Today is graduation day in our small town. Coaching both football and baseball at the high school over the past twenty years has given me some wonderful friendships. All of the students that I've had the privilege to know and coach, plus teachers that have become part of my life.

Mike Harrison teaches English at our high school and has also taken on the role of one of my 'blues buddies'! His guitar playing is the only thing that gives what we do any chance of being called music!!

Mike asked me to do a painting for him of Esa Pekka Salonen, a conductor and person that Mike has long admired.

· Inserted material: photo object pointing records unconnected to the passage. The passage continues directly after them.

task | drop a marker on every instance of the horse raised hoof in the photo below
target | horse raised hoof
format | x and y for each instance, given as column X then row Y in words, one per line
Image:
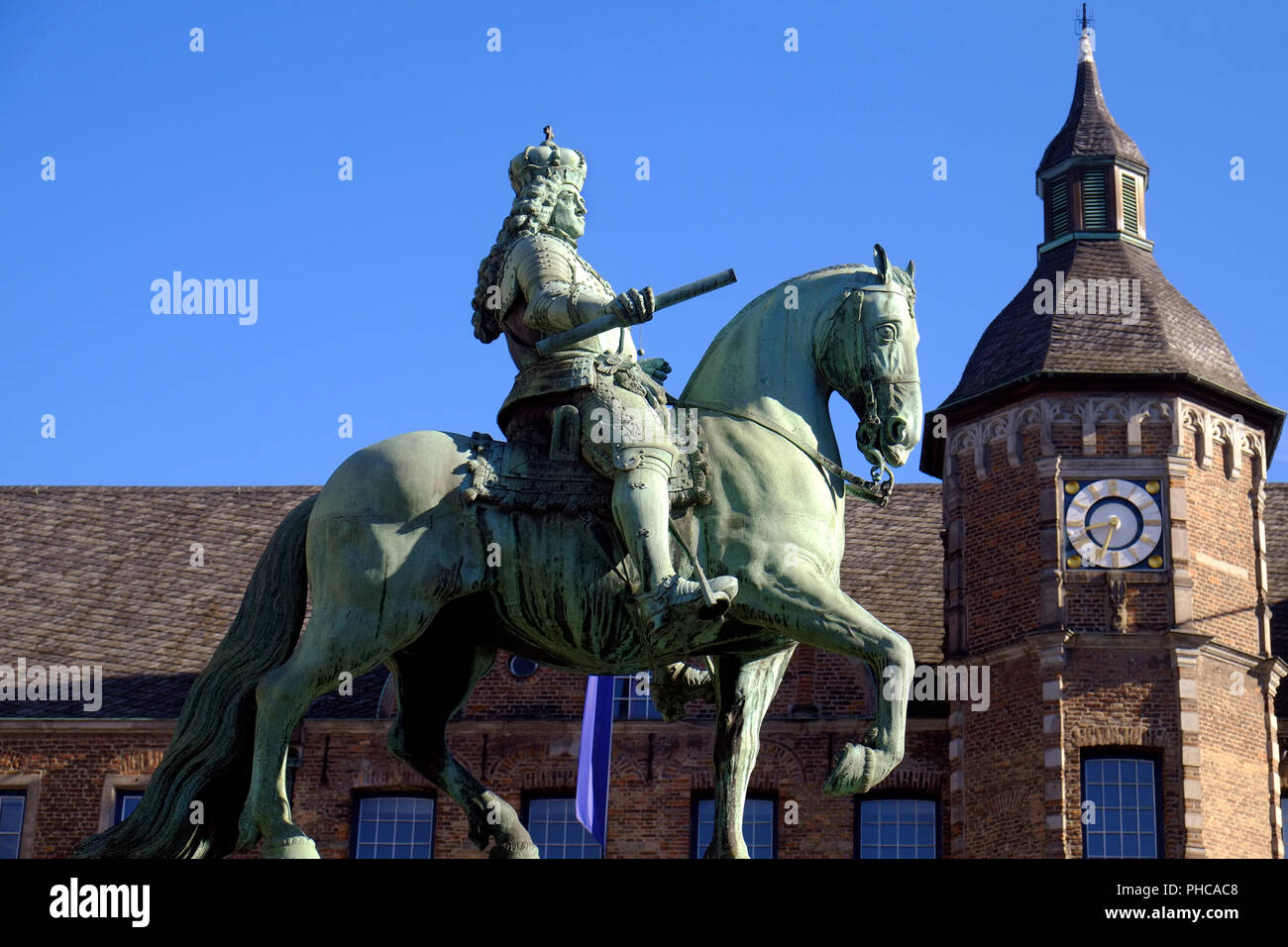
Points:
column 514, row 849
column 294, row 847
column 859, row 770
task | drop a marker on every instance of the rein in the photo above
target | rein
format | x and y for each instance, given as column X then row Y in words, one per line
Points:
column 875, row 491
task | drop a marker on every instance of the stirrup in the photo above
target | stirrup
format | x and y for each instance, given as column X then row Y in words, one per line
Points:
column 674, row 592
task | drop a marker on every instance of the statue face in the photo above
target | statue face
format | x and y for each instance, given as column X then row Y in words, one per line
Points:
column 570, row 214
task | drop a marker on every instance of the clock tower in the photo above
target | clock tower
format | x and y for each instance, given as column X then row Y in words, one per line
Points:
column 1104, row 467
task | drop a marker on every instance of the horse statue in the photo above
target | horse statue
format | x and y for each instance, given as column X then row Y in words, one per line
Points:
column 399, row 551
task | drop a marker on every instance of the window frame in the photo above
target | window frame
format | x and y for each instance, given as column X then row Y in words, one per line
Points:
column 570, row 795
column 1153, row 755
column 27, row 787
column 655, row 715
column 114, row 784
column 699, row 796
column 898, row 796
column 356, row 800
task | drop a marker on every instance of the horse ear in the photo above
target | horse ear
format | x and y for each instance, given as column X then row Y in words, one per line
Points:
column 883, row 263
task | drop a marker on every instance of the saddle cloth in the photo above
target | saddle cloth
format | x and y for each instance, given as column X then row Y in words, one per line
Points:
column 528, row 475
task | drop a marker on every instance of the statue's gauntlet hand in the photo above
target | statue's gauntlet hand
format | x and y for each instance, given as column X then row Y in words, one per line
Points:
column 634, row 305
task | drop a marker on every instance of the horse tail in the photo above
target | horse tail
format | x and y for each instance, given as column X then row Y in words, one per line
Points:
column 191, row 806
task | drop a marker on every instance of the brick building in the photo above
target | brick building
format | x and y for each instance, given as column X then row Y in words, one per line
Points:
column 1104, row 544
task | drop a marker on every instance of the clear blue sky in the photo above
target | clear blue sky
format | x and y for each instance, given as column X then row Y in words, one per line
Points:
column 223, row 165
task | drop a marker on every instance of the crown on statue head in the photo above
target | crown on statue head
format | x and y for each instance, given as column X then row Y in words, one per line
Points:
column 548, row 159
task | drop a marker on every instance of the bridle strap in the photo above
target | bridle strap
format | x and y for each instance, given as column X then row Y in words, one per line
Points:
column 875, row 491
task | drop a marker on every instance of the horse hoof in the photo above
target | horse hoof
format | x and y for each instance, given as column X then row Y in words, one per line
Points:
column 294, row 847
column 514, row 849
column 851, row 774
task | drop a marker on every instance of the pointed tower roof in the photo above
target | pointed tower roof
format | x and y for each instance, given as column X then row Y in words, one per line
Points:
column 1098, row 309
column 1090, row 129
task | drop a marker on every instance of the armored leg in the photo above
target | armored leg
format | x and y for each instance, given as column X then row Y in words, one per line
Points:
column 642, row 510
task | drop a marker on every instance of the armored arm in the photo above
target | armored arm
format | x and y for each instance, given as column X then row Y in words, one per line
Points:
column 541, row 268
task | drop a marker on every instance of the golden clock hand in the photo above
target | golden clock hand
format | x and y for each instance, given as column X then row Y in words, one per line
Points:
column 1113, row 525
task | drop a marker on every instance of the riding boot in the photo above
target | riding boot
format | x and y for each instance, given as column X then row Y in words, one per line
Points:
column 642, row 509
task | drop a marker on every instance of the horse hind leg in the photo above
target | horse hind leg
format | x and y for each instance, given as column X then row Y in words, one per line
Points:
column 432, row 685
column 282, row 696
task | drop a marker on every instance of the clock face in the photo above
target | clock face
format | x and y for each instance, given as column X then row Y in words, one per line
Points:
column 1113, row 523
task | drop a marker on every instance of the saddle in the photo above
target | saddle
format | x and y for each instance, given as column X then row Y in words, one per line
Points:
column 541, row 470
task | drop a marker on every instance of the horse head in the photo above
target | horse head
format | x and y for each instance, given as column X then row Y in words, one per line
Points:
column 870, row 356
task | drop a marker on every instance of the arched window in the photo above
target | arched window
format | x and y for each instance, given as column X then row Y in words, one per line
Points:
column 897, row 827
column 1121, row 805
column 387, row 826
column 555, row 831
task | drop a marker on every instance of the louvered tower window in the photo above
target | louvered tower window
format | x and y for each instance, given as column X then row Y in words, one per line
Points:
column 1131, row 213
column 1094, row 201
column 1059, row 208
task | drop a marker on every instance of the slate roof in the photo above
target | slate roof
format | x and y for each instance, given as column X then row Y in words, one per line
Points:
column 1171, row 338
column 894, row 565
column 102, row 577
column 1090, row 131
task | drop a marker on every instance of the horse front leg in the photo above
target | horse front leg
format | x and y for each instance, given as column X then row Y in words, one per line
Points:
column 810, row 609
column 743, row 693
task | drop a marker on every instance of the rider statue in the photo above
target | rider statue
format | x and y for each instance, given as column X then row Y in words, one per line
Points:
column 532, row 285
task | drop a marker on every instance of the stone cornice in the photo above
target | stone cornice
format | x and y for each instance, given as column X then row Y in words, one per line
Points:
column 1212, row 429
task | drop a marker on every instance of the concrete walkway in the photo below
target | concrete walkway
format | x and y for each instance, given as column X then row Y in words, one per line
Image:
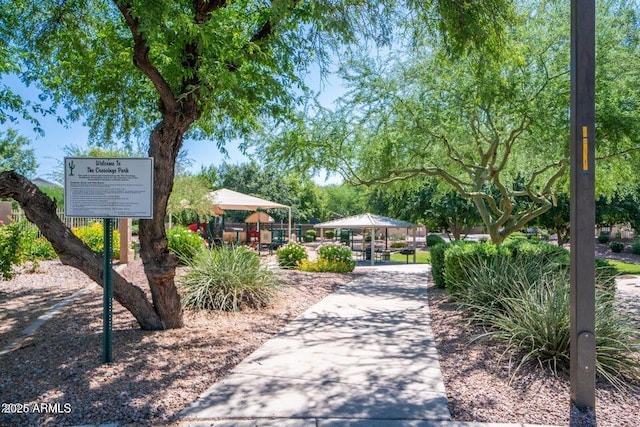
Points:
column 365, row 352
column 363, row 356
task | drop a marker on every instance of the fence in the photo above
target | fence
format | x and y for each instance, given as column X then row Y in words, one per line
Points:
column 18, row 215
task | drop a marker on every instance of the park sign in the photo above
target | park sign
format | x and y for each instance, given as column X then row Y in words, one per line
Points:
column 96, row 187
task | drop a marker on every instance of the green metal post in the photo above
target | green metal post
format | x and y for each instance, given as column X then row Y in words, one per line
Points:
column 582, row 299
column 107, row 294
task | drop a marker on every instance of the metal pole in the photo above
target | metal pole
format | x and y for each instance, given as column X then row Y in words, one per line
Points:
column 582, row 300
column 107, row 293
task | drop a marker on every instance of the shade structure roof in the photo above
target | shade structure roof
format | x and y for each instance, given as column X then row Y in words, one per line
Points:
column 232, row 200
column 366, row 220
column 258, row 217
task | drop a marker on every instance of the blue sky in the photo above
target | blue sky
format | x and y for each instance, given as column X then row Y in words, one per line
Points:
column 49, row 148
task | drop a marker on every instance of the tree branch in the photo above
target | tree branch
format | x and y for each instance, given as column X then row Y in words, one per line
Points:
column 141, row 59
column 41, row 211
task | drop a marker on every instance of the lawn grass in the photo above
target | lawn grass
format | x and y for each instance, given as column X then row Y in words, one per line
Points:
column 625, row 267
column 422, row 257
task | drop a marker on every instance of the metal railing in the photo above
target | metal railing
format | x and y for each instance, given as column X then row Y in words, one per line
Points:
column 19, row 215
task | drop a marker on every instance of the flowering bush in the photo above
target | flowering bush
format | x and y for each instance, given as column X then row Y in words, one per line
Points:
column 334, row 252
column 290, row 255
column 331, row 258
column 324, row 266
column 184, row 243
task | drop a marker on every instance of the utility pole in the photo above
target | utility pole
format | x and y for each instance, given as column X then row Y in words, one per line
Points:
column 582, row 301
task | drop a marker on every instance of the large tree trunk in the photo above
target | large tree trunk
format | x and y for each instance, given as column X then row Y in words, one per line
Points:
column 160, row 264
column 41, row 210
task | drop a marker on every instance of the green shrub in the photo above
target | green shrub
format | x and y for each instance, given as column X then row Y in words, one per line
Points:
column 13, row 241
column 516, row 236
column 41, row 249
column 603, row 237
column 290, row 255
column 324, row 266
column 525, row 304
column 310, row 236
column 184, row 243
column 331, row 257
column 227, row 279
column 335, row 252
column 458, row 258
column 606, row 278
column 616, row 247
column 437, row 264
column 93, row 236
column 433, row 239
column 345, row 237
column 547, row 252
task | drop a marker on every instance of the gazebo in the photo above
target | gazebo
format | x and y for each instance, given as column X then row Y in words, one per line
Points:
column 371, row 222
column 225, row 199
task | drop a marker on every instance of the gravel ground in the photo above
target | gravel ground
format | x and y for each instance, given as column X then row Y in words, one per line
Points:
column 156, row 374
column 481, row 388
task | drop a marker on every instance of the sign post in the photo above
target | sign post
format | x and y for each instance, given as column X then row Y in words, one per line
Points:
column 108, row 188
column 582, row 298
column 107, row 294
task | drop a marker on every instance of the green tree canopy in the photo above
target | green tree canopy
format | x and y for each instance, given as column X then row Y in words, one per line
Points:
column 495, row 129
column 15, row 153
column 190, row 68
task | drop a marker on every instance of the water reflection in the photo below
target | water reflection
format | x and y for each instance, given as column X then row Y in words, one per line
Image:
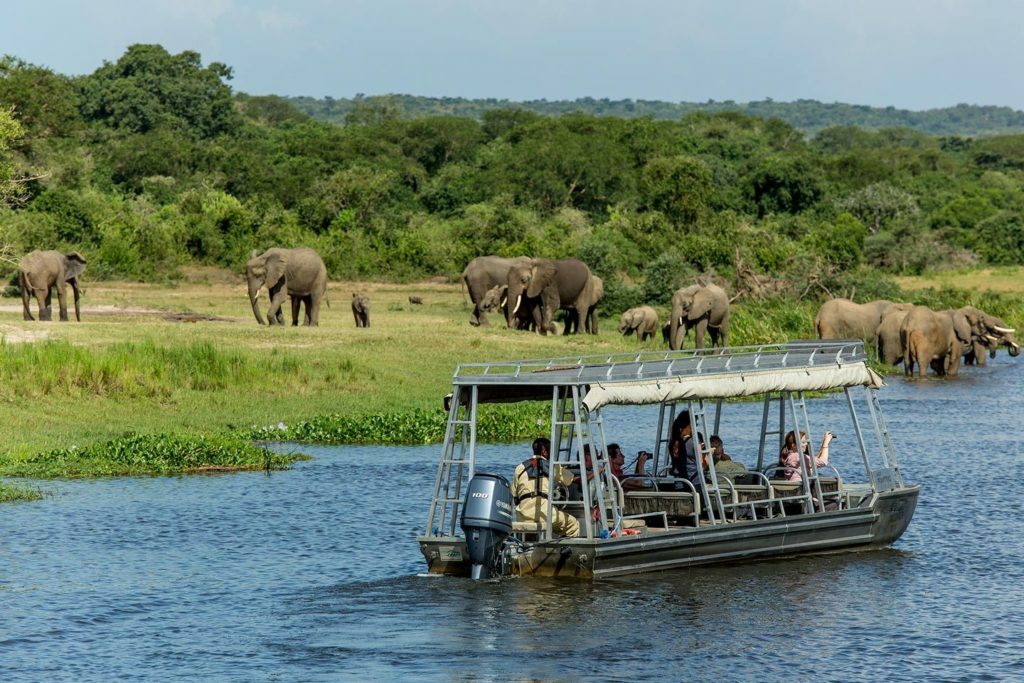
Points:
column 313, row 574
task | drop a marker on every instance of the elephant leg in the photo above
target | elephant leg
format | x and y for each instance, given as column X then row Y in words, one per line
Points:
column 701, row 328
column 43, row 303
column 23, row 283
column 62, row 300
column 313, row 305
column 273, row 313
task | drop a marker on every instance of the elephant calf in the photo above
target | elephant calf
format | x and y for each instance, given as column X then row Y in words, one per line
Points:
column 642, row 319
column 40, row 271
column 360, row 309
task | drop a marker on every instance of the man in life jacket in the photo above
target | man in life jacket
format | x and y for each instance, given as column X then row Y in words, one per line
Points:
column 529, row 486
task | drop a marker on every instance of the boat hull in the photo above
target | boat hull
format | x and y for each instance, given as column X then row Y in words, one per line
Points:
column 879, row 521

I look for any excuse to get downstairs so....
Mixed media acrylic and color pencil painting

Wednesday, June 17, 2009


Woodblock print I did of Teri.

Instead of gluing the drawing, I drew my picture directly onto the woodblock.

Since this was to be a single color (black) print, I printed the background with muli-colored inks first.
After cutting the block, the prints were then pulled using black ink on Japanese Gampi paper.


Here is a link to a great video of the woodblock printmaking technique by Graham Scholes'



Woodblock printing in Japan, (moku hanga) is a technique that was used very widely for printing books. It was also used in China for centuries to print books, long before the advent of movable type. The technique is essentially the same as that which is called woodcut in Western printmaking.

By the eleventh century, Buddhist temples in Japan were producing their own printed books of sutras, mandalas, and other Buddhist texts and images. For centuries, printing was restricted only to the Buddhist sphere, as it was too expensive for mass production, and did not have a receptive, literate public to which such things might be marketed.
It was not until 1590 that the first secular work would be printed in Japan. This was the Setsuyōo-shūu, a two-volume Chinese-Japanese dictionary.

The medium quickly gained popularity among artists, and was used to produce small, cheap, art prints as well as books.
The technology, though more tedious and expensive than later methods, was far less so than the traditional method of writing out each copy of a book by hand; thus, Japan began to see something of literary mass production.
The text or image would first be drawn onto Washi (Japanese paper), and then glued onto a plank of wood, usually cherry. Wood would then be cut away, based on the outlines given by the drawing. A small wooden hard object called a baren would be used to press or burnish the paper against the inked woodblock, thus applying the ink onto the paper.
Excerpts from Wikipedia


My wife Teri, has given me the great gift of allowing the lower floor of our home in Big Bear Lake, California to be my hide-a-way and sanctuary.

There I can make a mess with paint or ink to my heart’s content. It is also there that I get together with friends and make a sound that we like to pretend is good blues music. Teri retreats to the third floor, far from the noise!